Während unserer Lyon-Recherche hab ich mir „La Traversee Du Louvre“ von David Prudhomme gekauft, obwohl ich kein Französisch kann. Er belegt, die Zeitgenossenschaft der musealen Zombiekultur , indem er das profane Besucherleben im Louvre im Zusammenspiel mit großen Kunstwerken zeigt. So lädt sich beides gegenseitig auf. Ein wunderbarer Band, der von einem intelligent-schelmischen Stolz auf seine französische Kultur lebt. In diesem Jahr wohl das beste Beispiel, wie Museen im Comic thematisiert werden können. Dank dem Reprodukt-Verlag ist es jetzt auch auf Deutsch erschienen.

 

„Le Jour Du Musee“, Warum-Verlag, versammelt fünf Geschichten, die sämtlich im Museum spielen, moderiert von einem „Pausenmännchen“, von Benoit Preteseille. Auch hier der Louvre, in ihm; eine Schüler-Besuchergruppe in der Pubertät im Zusammenspiel mit Gustave Courbets „Ursprung der Welt“, von Bastien Vives. Bei Fimio Obata wird ins Museum ein- und ausgebrochen und bei Marine Blandin dies sogar komplett gesprengt.

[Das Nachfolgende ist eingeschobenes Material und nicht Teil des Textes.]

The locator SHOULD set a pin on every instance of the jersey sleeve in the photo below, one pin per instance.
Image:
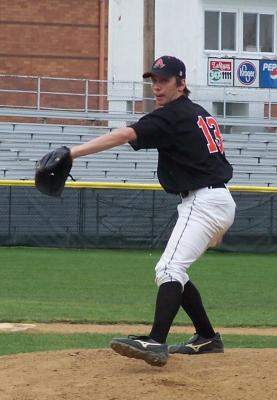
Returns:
(153, 131)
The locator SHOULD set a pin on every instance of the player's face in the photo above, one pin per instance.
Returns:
(166, 90)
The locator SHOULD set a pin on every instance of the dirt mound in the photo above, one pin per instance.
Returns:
(105, 375)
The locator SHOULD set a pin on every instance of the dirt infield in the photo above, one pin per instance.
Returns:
(104, 375)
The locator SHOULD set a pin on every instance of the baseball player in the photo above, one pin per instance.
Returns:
(192, 165)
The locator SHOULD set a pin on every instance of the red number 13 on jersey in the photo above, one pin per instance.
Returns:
(213, 144)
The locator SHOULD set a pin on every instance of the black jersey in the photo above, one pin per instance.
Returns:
(189, 144)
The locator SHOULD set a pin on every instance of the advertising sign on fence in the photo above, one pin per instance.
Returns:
(220, 71)
(268, 73)
(246, 73)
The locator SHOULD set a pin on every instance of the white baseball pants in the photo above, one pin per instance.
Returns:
(204, 216)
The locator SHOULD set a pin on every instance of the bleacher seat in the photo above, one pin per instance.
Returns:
(252, 155)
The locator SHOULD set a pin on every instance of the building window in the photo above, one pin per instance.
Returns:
(258, 32)
(220, 30)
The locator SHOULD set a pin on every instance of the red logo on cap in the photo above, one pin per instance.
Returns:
(159, 64)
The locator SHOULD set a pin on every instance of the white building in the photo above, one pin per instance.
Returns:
(222, 43)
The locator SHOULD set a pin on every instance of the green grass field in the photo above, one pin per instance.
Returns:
(113, 286)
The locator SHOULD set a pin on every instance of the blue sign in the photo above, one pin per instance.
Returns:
(268, 74)
(247, 73)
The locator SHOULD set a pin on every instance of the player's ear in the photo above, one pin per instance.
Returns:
(181, 84)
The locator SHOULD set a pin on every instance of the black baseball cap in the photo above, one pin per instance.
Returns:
(167, 66)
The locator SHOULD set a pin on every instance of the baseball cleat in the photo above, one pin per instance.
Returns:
(143, 348)
(198, 345)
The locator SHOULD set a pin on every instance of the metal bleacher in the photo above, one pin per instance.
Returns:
(252, 155)
(22, 145)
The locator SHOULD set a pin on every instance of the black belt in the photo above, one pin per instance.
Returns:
(216, 186)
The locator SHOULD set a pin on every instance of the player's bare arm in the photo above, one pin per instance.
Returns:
(109, 140)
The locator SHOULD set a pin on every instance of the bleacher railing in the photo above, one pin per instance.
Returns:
(57, 97)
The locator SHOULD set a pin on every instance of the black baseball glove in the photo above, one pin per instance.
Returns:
(52, 171)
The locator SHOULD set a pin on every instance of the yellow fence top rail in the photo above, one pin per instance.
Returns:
(122, 185)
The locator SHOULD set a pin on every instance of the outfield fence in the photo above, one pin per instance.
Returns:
(119, 215)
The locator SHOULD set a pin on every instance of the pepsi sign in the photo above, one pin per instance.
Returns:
(268, 73)
(247, 73)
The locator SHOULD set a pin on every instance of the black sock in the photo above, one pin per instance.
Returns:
(167, 305)
(193, 306)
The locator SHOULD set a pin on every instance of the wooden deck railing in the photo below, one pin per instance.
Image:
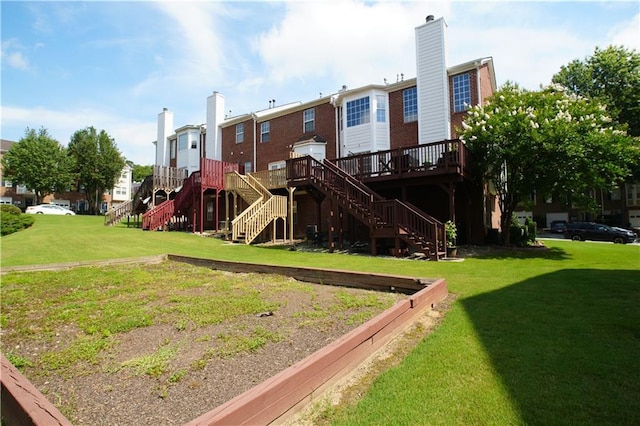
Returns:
(449, 156)
(158, 216)
(184, 197)
(168, 178)
(213, 172)
(272, 179)
(386, 218)
(116, 214)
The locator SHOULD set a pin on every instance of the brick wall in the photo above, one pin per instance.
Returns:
(238, 152)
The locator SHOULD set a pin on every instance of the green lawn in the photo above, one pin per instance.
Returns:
(543, 337)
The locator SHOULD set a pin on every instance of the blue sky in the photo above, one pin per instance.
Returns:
(115, 65)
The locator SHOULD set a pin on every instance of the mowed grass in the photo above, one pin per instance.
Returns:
(537, 337)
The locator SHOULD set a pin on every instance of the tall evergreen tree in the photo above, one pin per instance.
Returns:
(548, 141)
(38, 162)
(612, 76)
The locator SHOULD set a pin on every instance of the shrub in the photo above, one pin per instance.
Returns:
(451, 232)
(10, 208)
(13, 220)
(521, 235)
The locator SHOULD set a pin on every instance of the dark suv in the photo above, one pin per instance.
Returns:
(580, 231)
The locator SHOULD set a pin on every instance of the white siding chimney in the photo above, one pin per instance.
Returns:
(165, 129)
(432, 82)
(215, 117)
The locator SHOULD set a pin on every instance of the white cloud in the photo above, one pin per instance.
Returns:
(133, 138)
(191, 55)
(358, 43)
(13, 56)
(527, 56)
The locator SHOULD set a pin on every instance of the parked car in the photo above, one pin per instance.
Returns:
(558, 226)
(49, 209)
(580, 231)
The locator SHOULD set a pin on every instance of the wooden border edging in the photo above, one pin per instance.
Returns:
(22, 403)
(381, 282)
(68, 265)
(286, 392)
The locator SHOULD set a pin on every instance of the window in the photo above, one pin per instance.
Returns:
(309, 120)
(210, 211)
(240, 133)
(264, 132)
(182, 142)
(381, 108)
(358, 112)
(410, 98)
(461, 92)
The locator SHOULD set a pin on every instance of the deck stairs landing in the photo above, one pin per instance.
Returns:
(131, 207)
(264, 207)
(385, 218)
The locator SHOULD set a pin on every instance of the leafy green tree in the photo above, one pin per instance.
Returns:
(141, 172)
(612, 76)
(97, 162)
(549, 141)
(38, 162)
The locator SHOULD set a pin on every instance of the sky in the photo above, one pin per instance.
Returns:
(115, 65)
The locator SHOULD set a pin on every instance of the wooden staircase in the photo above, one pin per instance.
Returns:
(264, 207)
(385, 218)
(132, 207)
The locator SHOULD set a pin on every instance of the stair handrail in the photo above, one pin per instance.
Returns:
(273, 208)
(257, 185)
(271, 179)
(238, 224)
(158, 216)
(184, 197)
(144, 190)
(234, 181)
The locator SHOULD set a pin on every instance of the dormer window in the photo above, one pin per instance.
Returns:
(309, 120)
(264, 131)
(461, 92)
(358, 112)
(239, 132)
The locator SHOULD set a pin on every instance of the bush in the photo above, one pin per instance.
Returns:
(13, 220)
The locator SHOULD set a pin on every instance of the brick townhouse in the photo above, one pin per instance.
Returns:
(74, 199)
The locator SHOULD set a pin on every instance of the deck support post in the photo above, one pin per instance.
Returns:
(291, 190)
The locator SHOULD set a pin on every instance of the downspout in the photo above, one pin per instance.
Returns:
(477, 64)
(337, 132)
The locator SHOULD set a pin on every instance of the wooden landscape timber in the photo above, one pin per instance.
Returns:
(288, 392)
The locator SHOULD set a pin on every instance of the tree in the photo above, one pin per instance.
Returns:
(612, 76)
(97, 162)
(549, 141)
(38, 162)
(140, 172)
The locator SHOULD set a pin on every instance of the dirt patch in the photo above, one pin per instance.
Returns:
(172, 369)
(350, 389)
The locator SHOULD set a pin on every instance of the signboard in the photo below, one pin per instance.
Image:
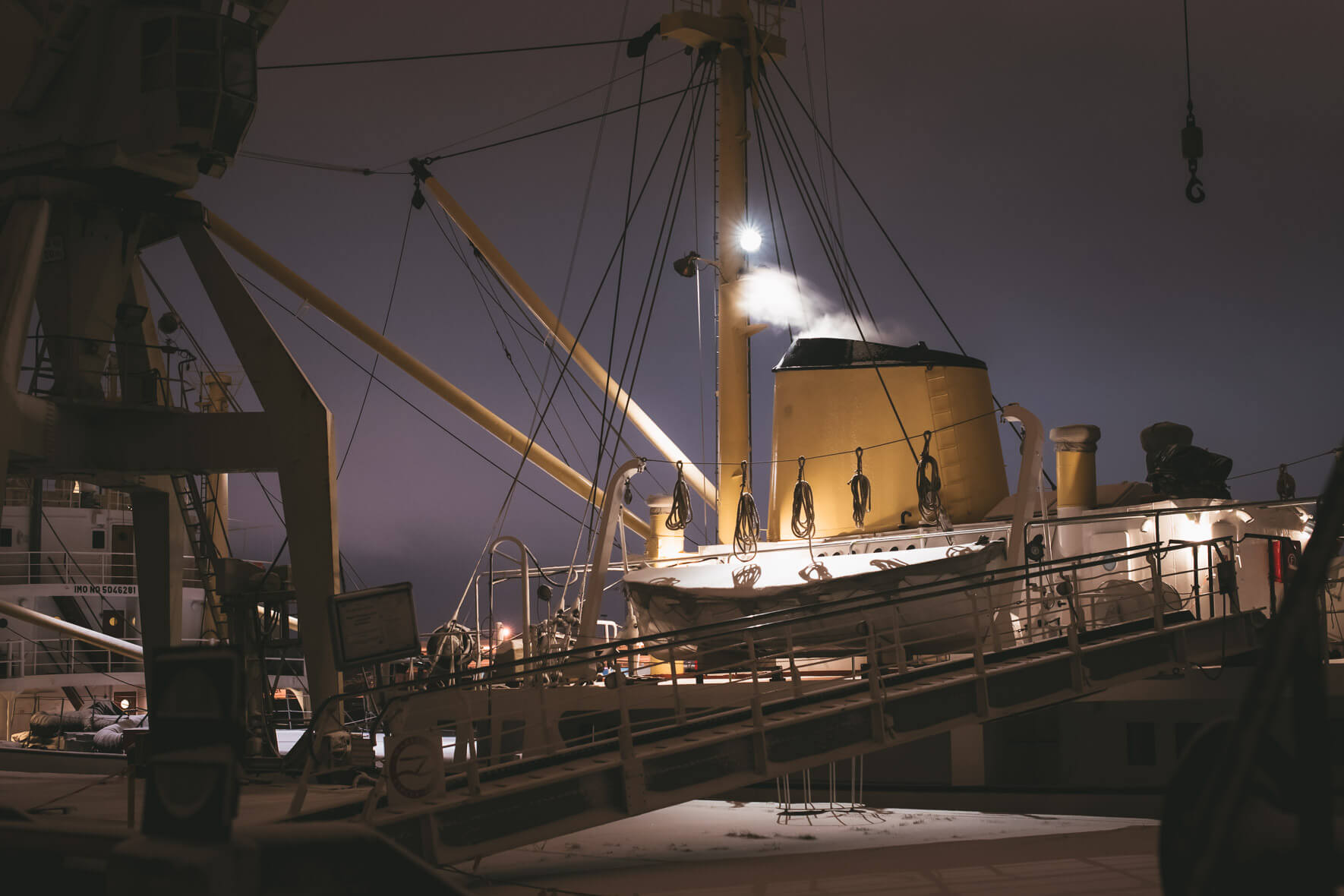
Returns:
(415, 768)
(374, 625)
(105, 590)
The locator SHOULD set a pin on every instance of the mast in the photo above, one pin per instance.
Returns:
(740, 45)
(734, 415)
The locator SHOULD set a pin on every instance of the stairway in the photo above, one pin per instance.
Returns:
(487, 809)
(197, 504)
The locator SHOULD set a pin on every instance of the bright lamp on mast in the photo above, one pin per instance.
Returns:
(749, 238)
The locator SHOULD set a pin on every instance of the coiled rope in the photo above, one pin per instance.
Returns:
(804, 512)
(862, 489)
(749, 523)
(680, 513)
(928, 485)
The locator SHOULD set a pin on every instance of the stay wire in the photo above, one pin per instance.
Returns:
(771, 185)
(551, 355)
(399, 166)
(461, 54)
(387, 314)
(562, 127)
(542, 110)
(402, 398)
(780, 132)
(616, 304)
(1274, 469)
(569, 355)
(659, 263)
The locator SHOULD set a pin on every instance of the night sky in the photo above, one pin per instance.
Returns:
(1026, 159)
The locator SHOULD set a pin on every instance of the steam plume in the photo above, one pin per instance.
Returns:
(773, 297)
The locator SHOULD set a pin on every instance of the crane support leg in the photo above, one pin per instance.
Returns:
(21, 254)
(308, 459)
(159, 550)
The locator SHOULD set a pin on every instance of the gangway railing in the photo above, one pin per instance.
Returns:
(789, 689)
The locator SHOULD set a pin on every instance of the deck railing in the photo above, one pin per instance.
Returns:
(80, 567)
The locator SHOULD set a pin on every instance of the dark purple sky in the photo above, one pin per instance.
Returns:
(1026, 157)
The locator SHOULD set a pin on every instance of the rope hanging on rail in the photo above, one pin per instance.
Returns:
(928, 487)
(680, 513)
(804, 512)
(749, 523)
(860, 489)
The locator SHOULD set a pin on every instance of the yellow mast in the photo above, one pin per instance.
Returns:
(476, 412)
(740, 45)
(582, 359)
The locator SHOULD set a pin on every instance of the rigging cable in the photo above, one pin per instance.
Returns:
(399, 164)
(835, 253)
(574, 256)
(658, 263)
(890, 241)
(403, 399)
(440, 55)
(569, 355)
(1191, 137)
(417, 202)
(616, 305)
(569, 124)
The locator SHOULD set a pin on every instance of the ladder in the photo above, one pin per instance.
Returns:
(197, 504)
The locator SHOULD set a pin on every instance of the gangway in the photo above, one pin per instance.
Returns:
(523, 771)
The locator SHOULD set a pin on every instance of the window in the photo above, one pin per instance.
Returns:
(1141, 743)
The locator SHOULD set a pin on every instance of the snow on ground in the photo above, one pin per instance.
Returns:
(745, 836)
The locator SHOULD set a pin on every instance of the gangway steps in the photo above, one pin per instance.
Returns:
(497, 808)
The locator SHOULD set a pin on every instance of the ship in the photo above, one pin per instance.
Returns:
(901, 620)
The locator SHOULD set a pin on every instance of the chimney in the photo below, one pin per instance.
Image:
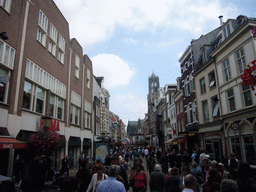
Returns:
(221, 20)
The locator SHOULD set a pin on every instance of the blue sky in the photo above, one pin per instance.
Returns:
(128, 40)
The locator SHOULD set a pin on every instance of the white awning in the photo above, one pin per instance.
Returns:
(210, 129)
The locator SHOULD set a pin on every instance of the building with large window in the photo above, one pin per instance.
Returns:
(236, 48)
(42, 73)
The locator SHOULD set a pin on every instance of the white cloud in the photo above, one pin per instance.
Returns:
(116, 72)
(131, 41)
(95, 21)
(130, 106)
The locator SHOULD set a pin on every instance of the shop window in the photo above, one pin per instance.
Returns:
(231, 100)
(247, 95)
(205, 110)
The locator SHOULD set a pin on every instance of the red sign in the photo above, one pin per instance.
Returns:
(235, 126)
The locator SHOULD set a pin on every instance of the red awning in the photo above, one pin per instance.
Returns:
(11, 143)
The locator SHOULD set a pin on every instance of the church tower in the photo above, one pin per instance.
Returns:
(153, 86)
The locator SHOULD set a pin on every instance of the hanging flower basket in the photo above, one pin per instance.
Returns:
(45, 142)
(249, 75)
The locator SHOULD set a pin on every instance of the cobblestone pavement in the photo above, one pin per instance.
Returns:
(55, 188)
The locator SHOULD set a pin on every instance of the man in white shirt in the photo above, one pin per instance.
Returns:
(190, 183)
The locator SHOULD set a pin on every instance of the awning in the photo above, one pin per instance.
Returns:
(11, 143)
(210, 129)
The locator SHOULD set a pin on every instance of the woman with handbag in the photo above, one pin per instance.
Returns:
(138, 179)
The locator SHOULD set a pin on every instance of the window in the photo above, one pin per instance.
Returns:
(189, 113)
(61, 49)
(231, 100)
(247, 95)
(7, 54)
(205, 110)
(52, 107)
(215, 107)
(87, 117)
(241, 60)
(74, 114)
(60, 108)
(183, 125)
(77, 66)
(33, 98)
(191, 85)
(212, 81)
(88, 78)
(202, 85)
(6, 4)
(4, 74)
(42, 29)
(53, 40)
(226, 68)
(27, 95)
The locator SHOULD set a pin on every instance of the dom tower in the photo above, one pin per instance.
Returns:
(153, 87)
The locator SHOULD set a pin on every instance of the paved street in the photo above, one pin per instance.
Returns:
(55, 189)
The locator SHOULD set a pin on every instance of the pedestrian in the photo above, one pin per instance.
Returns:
(185, 172)
(111, 184)
(246, 179)
(138, 179)
(190, 183)
(121, 172)
(84, 175)
(228, 185)
(65, 165)
(146, 153)
(212, 185)
(97, 178)
(233, 163)
(223, 173)
(157, 179)
(151, 163)
(173, 183)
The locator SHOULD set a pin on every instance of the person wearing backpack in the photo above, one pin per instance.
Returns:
(97, 178)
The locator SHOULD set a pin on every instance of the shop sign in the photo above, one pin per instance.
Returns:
(235, 126)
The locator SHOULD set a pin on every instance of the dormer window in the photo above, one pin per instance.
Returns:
(226, 31)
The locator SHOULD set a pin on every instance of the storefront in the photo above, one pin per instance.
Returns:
(7, 147)
(87, 144)
(74, 150)
(212, 142)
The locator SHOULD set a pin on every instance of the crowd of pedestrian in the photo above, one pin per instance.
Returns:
(141, 169)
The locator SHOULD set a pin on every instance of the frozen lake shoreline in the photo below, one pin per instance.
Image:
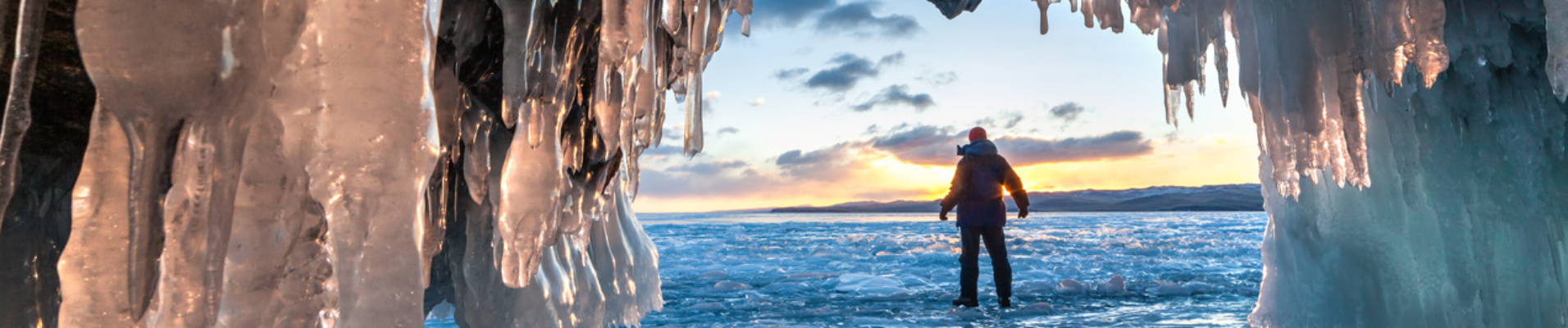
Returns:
(1183, 269)
(803, 269)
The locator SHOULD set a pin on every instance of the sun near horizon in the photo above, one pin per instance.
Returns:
(820, 109)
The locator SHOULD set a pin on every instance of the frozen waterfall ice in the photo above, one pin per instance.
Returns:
(352, 164)
(355, 164)
(1452, 107)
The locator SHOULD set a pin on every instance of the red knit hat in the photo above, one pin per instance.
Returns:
(976, 134)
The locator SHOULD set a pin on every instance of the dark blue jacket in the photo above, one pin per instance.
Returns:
(978, 187)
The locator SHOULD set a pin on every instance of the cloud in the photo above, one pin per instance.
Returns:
(842, 77)
(1005, 120)
(1067, 112)
(940, 79)
(858, 19)
(1023, 151)
(723, 178)
(786, 13)
(897, 94)
(709, 168)
(891, 60)
(828, 164)
(786, 74)
(923, 145)
(930, 145)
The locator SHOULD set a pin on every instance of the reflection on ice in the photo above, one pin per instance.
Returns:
(902, 271)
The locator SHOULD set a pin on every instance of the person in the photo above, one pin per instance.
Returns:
(978, 192)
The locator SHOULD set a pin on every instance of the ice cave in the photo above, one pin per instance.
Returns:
(355, 164)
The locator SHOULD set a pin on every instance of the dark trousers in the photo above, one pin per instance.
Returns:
(996, 245)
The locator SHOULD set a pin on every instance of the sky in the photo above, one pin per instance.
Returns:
(833, 101)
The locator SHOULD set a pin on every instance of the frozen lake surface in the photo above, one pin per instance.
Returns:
(1181, 269)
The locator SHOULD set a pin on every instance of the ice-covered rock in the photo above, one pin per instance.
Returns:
(1452, 107)
(1115, 285)
(1170, 289)
(858, 283)
(285, 164)
(1071, 286)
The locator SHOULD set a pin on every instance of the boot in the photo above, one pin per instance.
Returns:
(968, 302)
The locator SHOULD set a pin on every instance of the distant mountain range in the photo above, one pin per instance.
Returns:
(1219, 198)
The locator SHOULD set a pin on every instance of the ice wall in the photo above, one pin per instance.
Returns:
(300, 162)
(1447, 106)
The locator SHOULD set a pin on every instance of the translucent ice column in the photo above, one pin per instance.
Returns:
(300, 162)
(1452, 107)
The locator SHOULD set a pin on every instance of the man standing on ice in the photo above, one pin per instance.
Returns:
(978, 192)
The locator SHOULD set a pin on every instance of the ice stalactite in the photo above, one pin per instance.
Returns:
(1303, 66)
(17, 110)
(1454, 107)
(336, 164)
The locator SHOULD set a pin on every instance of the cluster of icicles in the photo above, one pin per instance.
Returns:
(297, 164)
(1303, 66)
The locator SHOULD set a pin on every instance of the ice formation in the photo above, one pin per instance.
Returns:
(1452, 107)
(308, 162)
(353, 164)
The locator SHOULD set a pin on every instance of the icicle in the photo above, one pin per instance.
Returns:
(1557, 48)
(17, 107)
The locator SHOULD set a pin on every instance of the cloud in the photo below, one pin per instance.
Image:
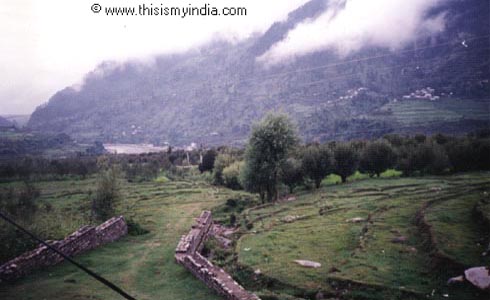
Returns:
(350, 25)
(50, 44)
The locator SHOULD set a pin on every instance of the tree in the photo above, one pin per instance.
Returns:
(208, 159)
(222, 161)
(317, 162)
(106, 195)
(231, 175)
(269, 145)
(377, 157)
(292, 173)
(346, 160)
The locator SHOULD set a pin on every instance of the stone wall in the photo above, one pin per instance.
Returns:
(84, 239)
(188, 254)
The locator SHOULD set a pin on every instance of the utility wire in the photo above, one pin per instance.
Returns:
(86, 270)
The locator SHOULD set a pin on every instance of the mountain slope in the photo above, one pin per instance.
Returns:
(214, 94)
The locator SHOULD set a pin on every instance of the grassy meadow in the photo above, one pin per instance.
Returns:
(359, 259)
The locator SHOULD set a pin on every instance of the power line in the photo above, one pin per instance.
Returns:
(86, 270)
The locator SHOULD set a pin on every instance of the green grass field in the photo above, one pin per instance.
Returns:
(363, 253)
(142, 265)
(367, 264)
(417, 112)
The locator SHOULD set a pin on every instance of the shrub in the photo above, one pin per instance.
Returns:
(231, 176)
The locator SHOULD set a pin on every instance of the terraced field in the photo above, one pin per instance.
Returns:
(358, 256)
(368, 239)
(417, 112)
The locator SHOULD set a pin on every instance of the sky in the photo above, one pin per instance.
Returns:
(46, 45)
(348, 26)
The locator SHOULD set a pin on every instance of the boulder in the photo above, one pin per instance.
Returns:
(479, 277)
(399, 240)
(308, 263)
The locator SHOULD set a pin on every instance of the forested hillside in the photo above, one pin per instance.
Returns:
(212, 95)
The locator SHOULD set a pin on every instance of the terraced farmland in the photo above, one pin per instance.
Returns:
(369, 240)
(358, 256)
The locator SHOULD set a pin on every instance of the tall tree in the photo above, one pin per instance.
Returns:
(270, 142)
(292, 173)
(346, 160)
(377, 157)
(317, 162)
(208, 159)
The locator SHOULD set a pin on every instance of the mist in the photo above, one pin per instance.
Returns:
(348, 26)
(51, 44)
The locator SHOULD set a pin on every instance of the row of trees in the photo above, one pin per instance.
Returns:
(274, 157)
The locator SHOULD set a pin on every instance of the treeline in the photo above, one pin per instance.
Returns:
(35, 167)
(136, 167)
(274, 157)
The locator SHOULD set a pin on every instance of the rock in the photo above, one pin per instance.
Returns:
(308, 263)
(319, 296)
(355, 220)
(70, 281)
(399, 240)
(479, 277)
(290, 219)
(455, 280)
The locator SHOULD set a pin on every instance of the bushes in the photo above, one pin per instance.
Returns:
(208, 159)
(317, 162)
(231, 175)
(20, 204)
(346, 160)
(377, 157)
(106, 195)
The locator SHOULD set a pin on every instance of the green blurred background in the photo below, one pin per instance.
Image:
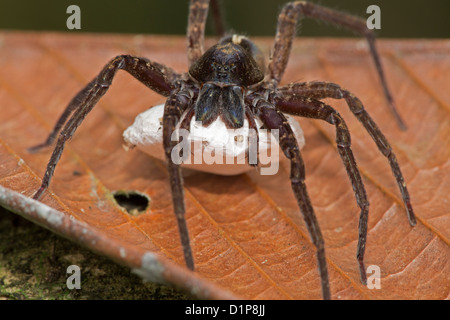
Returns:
(399, 19)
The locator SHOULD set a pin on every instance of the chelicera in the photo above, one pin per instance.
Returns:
(231, 82)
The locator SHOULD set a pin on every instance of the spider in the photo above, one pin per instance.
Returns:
(229, 81)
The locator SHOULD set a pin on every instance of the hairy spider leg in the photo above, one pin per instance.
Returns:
(286, 30)
(274, 119)
(174, 108)
(322, 90)
(153, 75)
(310, 108)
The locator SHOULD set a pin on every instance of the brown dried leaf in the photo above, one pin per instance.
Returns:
(247, 234)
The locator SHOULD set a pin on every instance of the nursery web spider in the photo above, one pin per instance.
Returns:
(229, 81)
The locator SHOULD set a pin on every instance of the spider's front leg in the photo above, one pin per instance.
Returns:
(310, 108)
(155, 76)
(174, 108)
(322, 90)
(286, 30)
(275, 120)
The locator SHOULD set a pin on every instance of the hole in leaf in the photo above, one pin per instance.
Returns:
(135, 203)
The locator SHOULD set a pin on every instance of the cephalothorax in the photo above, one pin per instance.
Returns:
(230, 81)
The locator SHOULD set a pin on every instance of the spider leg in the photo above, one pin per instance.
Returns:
(198, 12)
(153, 75)
(286, 31)
(315, 109)
(275, 120)
(322, 90)
(173, 110)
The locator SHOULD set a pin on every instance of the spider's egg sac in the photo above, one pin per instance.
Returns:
(214, 149)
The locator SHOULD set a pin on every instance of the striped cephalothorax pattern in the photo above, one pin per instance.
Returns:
(230, 82)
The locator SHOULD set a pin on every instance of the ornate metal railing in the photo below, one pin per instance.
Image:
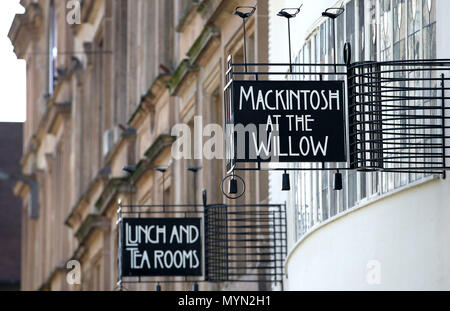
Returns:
(397, 116)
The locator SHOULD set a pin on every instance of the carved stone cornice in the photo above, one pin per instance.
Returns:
(26, 28)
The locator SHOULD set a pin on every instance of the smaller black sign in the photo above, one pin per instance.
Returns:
(161, 247)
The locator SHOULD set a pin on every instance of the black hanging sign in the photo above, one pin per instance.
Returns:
(161, 247)
(288, 121)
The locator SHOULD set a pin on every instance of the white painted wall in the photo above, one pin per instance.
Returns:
(408, 234)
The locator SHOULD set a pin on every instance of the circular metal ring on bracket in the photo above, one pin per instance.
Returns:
(236, 177)
(347, 53)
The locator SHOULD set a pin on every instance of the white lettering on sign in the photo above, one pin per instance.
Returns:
(160, 247)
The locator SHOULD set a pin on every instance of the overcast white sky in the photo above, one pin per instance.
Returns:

Hier wird all das getan, was man auch mit dem eigenem Gedächtnis anstellen kann. Besonders fein aber ist die Geschichte eines Jungen, der vor der Musealisierung seines Lebens zu fliehen versucht und über seinen Tot hinaus musealisiert wird, von Jerome d´Aviau. Ein Comic, der auch unbedingt auf Deutsch erscheinen sollte.

 

„Joseph Beuys. Der lächelnde Schamane“, Bernd Jünger, Willi Böß, Beatriz Lopez-Caparros, Thomas Thiessen, im Willi Böß Verlag. Der sich auf Künstlerbiografien von Otmar Alt bis Picasso spezialisiert hat, die immer wieder für Überraschungen sorgen – inhaltlich – und nicht nur preislich, ein Heft kostet 3 Euro. Und in den Heften spielt das Museum als Wertschöpfungsmaschine nur eine untergeordnete Rolle, der Schwerpunkt liegt wirklich auf den Biografien der Künstler.

 

Mit „Mein Junge“ hat Oliver Schrauwen (Verlag Reprodukt) einen Klassiker geschaffen. In ihm geht der (Über-)Vater, als das unerschütterliche, kraftstrotzende Lebensprinzip, mit dem hässlichen und kleinwüchsigen, hilfebedürftigen Sohn ins Museum für primitive Kunst sowie in den Zoo, dem Tier-Museum. Für den Sohn sind diese Besuche eine fürchterliche Bedrohung. Für den Vater ein Genuss. Von diesem Comic kann man sich nicht oft genug erschüttern lassen.

 

„Alte Meister“, Thomas Bernhard, gezeichnet von Mahler, Suhrkamp. Eine der besten Literaturadaptionen. Auch hier: Museum als sozialer Treff, um einen Abgleich mit dem Leben zu schaffen. Bei Bernhard, also im Roman, bleiben lediglich Francisco Goya und Egon Schiele als freie Künstler übrig, der Rest ist obrigkeitshöriger Zuckerguss, Kitsch und zu vernachlässigen.

 

„Im Museum. Archive des Zerfalls / Die Treppe zum Himmel“, Sascha Hommer & Jan-Federik Bandel, Reprodukt. Auch bereits ein Klassiker. Hier öffnet das Museum seine Wände, verzichtet also auf die Besitzwahrung und wird so zum Denkraum.

 

„Richter zeichen“, Alexander Roob, Salon Verlag. Ein zeichnerisches Beispiel aus der freien Kunst zu einer Ausstellung von Gerhard Richter. Leider bleibt hier der Beigeschmack, dass Roob sich nur an Richter als mediales Ereignis dranhängt, um seine Zeichnungen aufzuwerten. Und das gelingt, wenn überhaupt, nur im Kunstbetriebskontext.